Teacher Shawn Tolley combines his two passions – music and computer science – to show fifth- and sixth-graders how to mix and master music, record audio tracks, synthesize sound and create electronic music.
The result is teaching creative right-brain thinkers how to engage in concrete left-brain activities while also using music to teach technology, and a little math.
“This is my idea of how STEM works in music,” said Tolley, Stevens Elementary School’s music teacher.
Tolley’s before- and after-school program is the first one in Spokane Public Schools that combines music components with the nationwide initiative to improve science, technology, engineering and mathematics education. Teachers throughout the district will meet with Tolley in two weeks to learn how to teach electronica to their elementary-school students.
“He’s doing some innovative stuff,” said Lisa White, district director of after-school programs. “Everything that we are shown inside of media – a movie or an ad or a phone – everything has sound and it evokes an emotion. When a teacher can connect sound to a lesson, that’s really powerful.”
Tolley’s students, who dream of being a disc jockey, a video game designer, a sound technician or audio engineer, are getting an early start with this new program; 24 are enrolled in the Electronic Music Club. The students will perform a concert in May with some assistance from the school choir.
Just a couple months into the program, students are already learning how to record music, move around audio tracks and manipulate sounds.
Faith White, 10, wrinkles her forehead and stares intently into her computer screen during the club’s after-school program.

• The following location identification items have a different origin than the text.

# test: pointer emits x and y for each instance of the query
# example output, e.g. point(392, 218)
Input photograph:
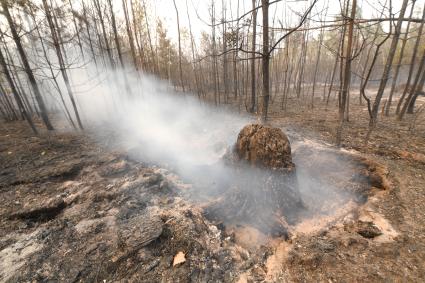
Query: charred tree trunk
point(15, 93)
point(130, 35)
point(400, 59)
point(266, 59)
point(180, 47)
point(62, 63)
point(347, 72)
point(387, 69)
point(118, 46)
point(254, 36)
point(28, 70)
point(412, 67)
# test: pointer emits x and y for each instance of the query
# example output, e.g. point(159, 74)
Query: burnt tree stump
point(265, 191)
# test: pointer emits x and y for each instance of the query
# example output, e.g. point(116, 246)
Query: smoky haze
point(158, 125)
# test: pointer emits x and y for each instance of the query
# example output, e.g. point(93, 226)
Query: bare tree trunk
point(180, 47)
point(387, 69)
point(266, 59)
point(136, 37)
point(347, 73)
point(412, 66)
point(105, 37)
point(51, 68)
point(214, 54)
point(27, 67)
point(130, 35)
point(400, 59)
point(317, 66)
point(153, 53)
point(15, 93)
point(76, 28)
point(118, 46)
point(87, 24)
point(192, 43)
point(254, 36)
point(415, 88)
point(62, 63)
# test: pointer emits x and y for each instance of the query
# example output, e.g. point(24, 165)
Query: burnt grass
point(72, 211)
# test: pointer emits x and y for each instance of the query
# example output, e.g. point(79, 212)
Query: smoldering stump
point(265, 192)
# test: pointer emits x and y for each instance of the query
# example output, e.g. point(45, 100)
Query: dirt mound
point(265, 193)
point(264, 147)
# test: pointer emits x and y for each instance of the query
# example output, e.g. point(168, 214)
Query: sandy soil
point(72, 211)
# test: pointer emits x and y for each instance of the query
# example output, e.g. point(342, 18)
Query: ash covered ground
point(74, 211)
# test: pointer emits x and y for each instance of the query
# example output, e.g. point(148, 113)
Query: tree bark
point(266, 59)
point(28, 70)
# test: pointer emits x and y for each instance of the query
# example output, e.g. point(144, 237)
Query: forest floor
point(73, 211)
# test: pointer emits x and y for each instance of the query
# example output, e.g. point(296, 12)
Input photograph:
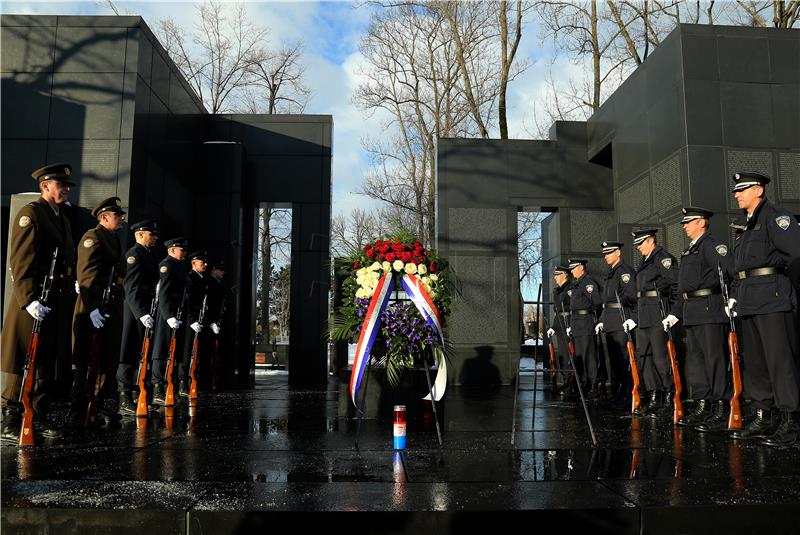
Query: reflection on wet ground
point(222, 462)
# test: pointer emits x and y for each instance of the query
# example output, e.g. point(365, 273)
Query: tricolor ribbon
point(419, 296)
point(369, 330)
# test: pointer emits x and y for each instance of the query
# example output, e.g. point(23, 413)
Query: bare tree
point(217, 57)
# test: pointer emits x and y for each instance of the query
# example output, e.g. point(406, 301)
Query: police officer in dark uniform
point(174, 281)
point(585, 304)
point(656, 280)
point(196, 293)
point(701, 310)
point(620, 283)
point(767, 263)
point(561, 318)
point(99, 263)
point(140, 286)
point(37, 230)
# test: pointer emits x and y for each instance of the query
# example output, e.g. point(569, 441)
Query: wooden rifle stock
point(735, 417)
point(29, 372)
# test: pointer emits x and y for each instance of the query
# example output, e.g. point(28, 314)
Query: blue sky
point(331, 32)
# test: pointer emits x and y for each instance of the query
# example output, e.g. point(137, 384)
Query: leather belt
point(760, 272)
point(701, 293)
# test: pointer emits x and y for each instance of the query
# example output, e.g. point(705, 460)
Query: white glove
point(729, 308)
point(147, 321)
point(669, 322)
point(598, 328)
point(97, 317)
point(37, 310)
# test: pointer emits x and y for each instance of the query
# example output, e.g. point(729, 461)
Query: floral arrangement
point(403, 336)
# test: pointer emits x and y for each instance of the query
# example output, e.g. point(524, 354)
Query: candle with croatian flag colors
point(399, 427)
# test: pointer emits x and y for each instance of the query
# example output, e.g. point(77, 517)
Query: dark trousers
point(770, 373)
point(652, 359)
point(616, 341)
point(586, 358)
point(707, 361)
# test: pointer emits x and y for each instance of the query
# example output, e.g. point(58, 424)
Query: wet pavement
point(241, 461)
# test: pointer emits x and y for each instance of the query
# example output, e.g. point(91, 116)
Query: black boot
point(763, 424)
point(183, 390)
point(12, 422)
point(717, 422)
point(125, 405)
point(787, 432)
point(158, 394)
point(698, 414)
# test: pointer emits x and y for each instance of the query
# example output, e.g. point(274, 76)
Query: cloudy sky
point(331, 32)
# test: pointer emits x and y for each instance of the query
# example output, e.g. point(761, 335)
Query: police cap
point(690, 213)
point(112, 204)
point(746, 180)
point(611, 246)
point(55, 171)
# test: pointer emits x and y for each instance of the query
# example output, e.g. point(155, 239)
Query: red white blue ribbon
point(369, 330)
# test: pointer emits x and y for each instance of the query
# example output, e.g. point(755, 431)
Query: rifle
point(677, 414)
point(141, 404)
point(735, 416)
point(94, 360)
point(29, 372)
point(169, 399)
point(635, 400)
point(195, 349)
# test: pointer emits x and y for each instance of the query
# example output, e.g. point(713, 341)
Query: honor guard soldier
point(767, 262)
point(656, 287)
point(100, 268)
point(195, 295)
point(38, 231)
point(140, 282)
point(585, 303)
point(701, 310)
point(174, 281)
point(561, 318)
point(619, 291)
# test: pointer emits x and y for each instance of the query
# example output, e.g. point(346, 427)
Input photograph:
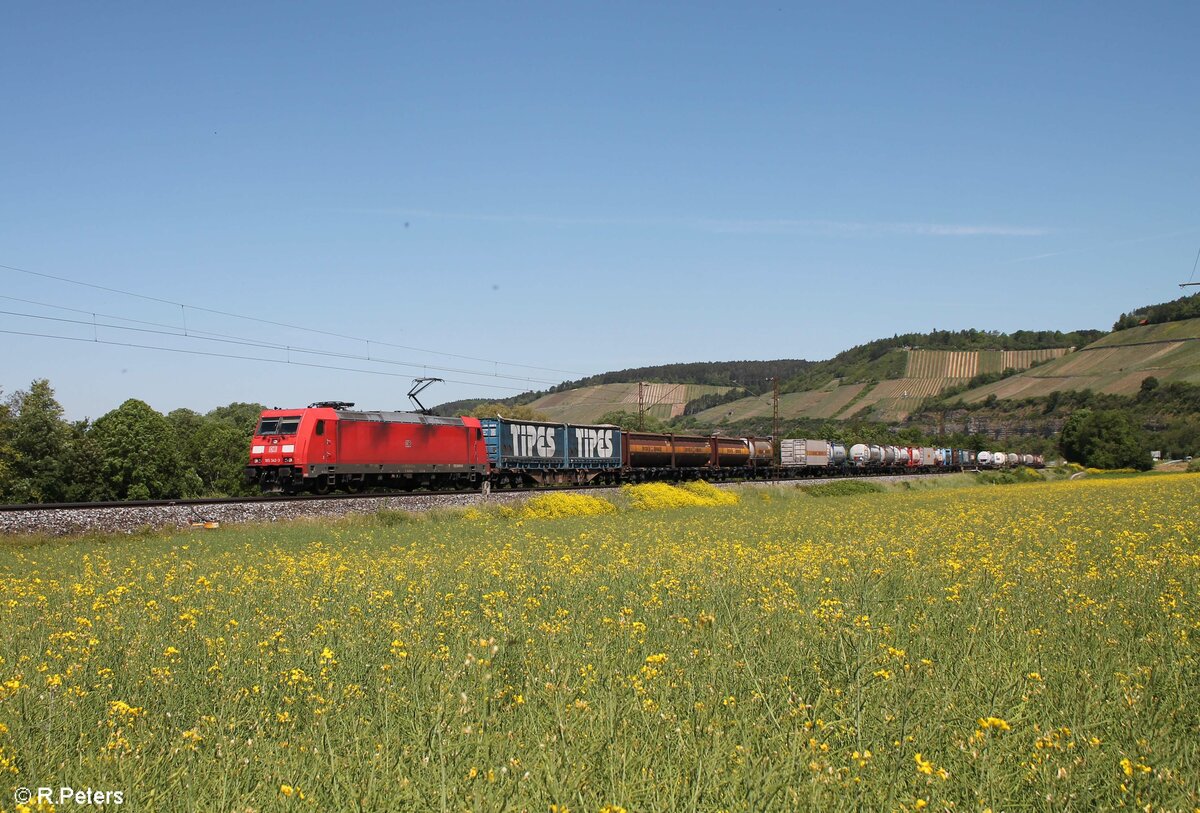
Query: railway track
point(81, 518)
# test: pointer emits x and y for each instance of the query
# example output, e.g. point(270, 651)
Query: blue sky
point(577, 187)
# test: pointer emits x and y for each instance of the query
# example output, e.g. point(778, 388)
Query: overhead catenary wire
point(171, 330)
point(1192, 278)
point(228, 355)
point(198, 308)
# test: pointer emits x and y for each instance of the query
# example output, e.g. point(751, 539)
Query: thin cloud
point(718, 226)
point(1131, 241)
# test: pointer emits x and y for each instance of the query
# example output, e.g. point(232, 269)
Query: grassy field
point(1027, 646)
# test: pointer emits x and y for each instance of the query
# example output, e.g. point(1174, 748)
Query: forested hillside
point(1186, 307)
point(129, 453)
point(887, 359)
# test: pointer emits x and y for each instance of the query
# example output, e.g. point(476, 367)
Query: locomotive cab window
point(288, 425)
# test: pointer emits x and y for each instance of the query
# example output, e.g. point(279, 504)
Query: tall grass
point(1031, 646)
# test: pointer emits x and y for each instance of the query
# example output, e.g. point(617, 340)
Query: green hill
point(922, 373)
point(1116, 365)
point(587, 404)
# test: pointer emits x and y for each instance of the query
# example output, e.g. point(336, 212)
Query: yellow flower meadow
point(954, 648)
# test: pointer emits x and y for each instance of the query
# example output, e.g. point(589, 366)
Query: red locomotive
point(328, 446)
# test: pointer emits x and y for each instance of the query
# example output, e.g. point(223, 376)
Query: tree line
point(1186, 307)
point(132, 452)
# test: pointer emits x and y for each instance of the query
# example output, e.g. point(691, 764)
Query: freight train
point(329, 446)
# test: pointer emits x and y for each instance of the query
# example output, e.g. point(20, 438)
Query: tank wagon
point(330, 445)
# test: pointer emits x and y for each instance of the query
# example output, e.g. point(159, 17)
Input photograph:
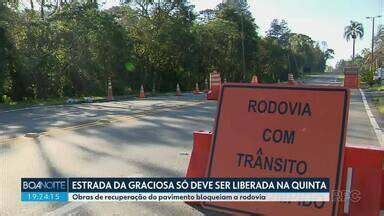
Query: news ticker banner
point(174, 189)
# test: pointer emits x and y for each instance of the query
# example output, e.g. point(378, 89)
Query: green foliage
point(72, 50)
point(367, 76)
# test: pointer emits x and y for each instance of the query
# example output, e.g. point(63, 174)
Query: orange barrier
point(197, 90)
point(362, 181)
point(199, 157)
point(178, 91)
point(351, 77)
point(351, 81)
point(142, 93)
point(215, 84)
point(382, 190)
point(254, 80)
point(206, 88)
point(109, 91)
point(200, 154)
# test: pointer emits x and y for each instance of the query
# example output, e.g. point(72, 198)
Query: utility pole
point(373, 36)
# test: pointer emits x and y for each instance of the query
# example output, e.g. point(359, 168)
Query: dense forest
point(68, 48)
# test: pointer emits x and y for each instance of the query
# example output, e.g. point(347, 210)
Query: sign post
point(279, 132)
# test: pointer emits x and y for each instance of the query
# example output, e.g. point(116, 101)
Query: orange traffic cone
point(291, 79)
point(109, 91)
point(254, 79)
point(178, 91)
point(142, 93)
point(196, 91)
point(206, 85)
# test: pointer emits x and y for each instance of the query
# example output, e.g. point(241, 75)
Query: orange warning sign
point(279, 131)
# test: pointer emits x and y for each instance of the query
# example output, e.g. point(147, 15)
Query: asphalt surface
point(151, 137)
point(360, 131)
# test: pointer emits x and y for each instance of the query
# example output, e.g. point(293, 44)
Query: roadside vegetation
point(60, 49)
point(379, 103)
point(365, 61)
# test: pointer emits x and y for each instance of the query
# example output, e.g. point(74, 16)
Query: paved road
point(153, 141)
point(360, 131)
point(128, 138)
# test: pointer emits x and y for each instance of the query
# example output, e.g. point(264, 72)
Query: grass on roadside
point(379, 103)
point(40, 102)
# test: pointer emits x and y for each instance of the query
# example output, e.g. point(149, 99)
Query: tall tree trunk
point(42, 9)
point(353, 54)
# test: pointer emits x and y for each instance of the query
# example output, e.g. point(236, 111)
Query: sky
point(322, 20)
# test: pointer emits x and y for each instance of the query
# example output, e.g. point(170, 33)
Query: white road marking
point(377, 129)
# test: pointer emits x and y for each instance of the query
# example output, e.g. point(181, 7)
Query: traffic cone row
point(109, 90)
point(142, 93)
point(197, 90)
point(178, 91)
point(254, 79)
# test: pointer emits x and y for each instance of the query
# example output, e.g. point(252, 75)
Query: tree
point(279, 31)
point(354, 30)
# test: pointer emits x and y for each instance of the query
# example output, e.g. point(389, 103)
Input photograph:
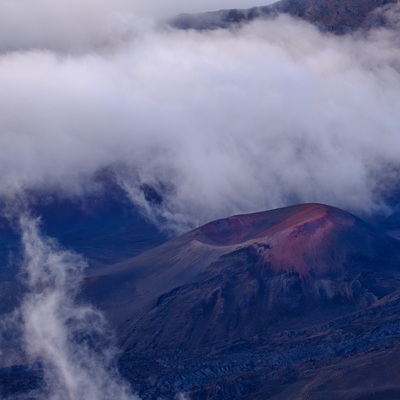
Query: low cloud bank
point(70, 340)
point(216, 122)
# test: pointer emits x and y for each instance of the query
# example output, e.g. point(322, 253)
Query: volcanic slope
point(248, 276)
point(333, 16)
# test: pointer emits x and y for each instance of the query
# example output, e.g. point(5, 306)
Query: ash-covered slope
point(246, 276)
point(335, 16)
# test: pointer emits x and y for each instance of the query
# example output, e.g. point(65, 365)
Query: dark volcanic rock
point(249, 275)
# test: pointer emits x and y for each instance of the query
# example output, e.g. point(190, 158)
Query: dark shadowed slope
point(234, 277)
point(334, 16)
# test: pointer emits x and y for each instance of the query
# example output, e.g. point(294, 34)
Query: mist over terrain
point(220, 122)
point(186, 126)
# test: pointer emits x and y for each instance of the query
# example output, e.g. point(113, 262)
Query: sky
point(221, 122)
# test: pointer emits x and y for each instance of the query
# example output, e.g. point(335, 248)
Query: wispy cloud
point(71, 340)
point(217, 122)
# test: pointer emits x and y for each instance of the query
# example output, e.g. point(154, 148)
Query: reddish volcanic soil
point(300, 302)
point(240, 274)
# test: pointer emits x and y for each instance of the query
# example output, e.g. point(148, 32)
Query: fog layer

“I’ve been interested in how music can work in electronics,” White said. “I want to make music for a video game when I get older, and it shows me how to do that stuff.”
White likes the music in children’s animated video games, so she hopes to make that her niche.
Daniel Grisham, who also wants to work in the gaming industry, is learning more about math through the program.
“We use a lot of ratios in recording,” the 12-year-old said. “I’m almost positive there’s not a day I come here that I don’t use ratios.”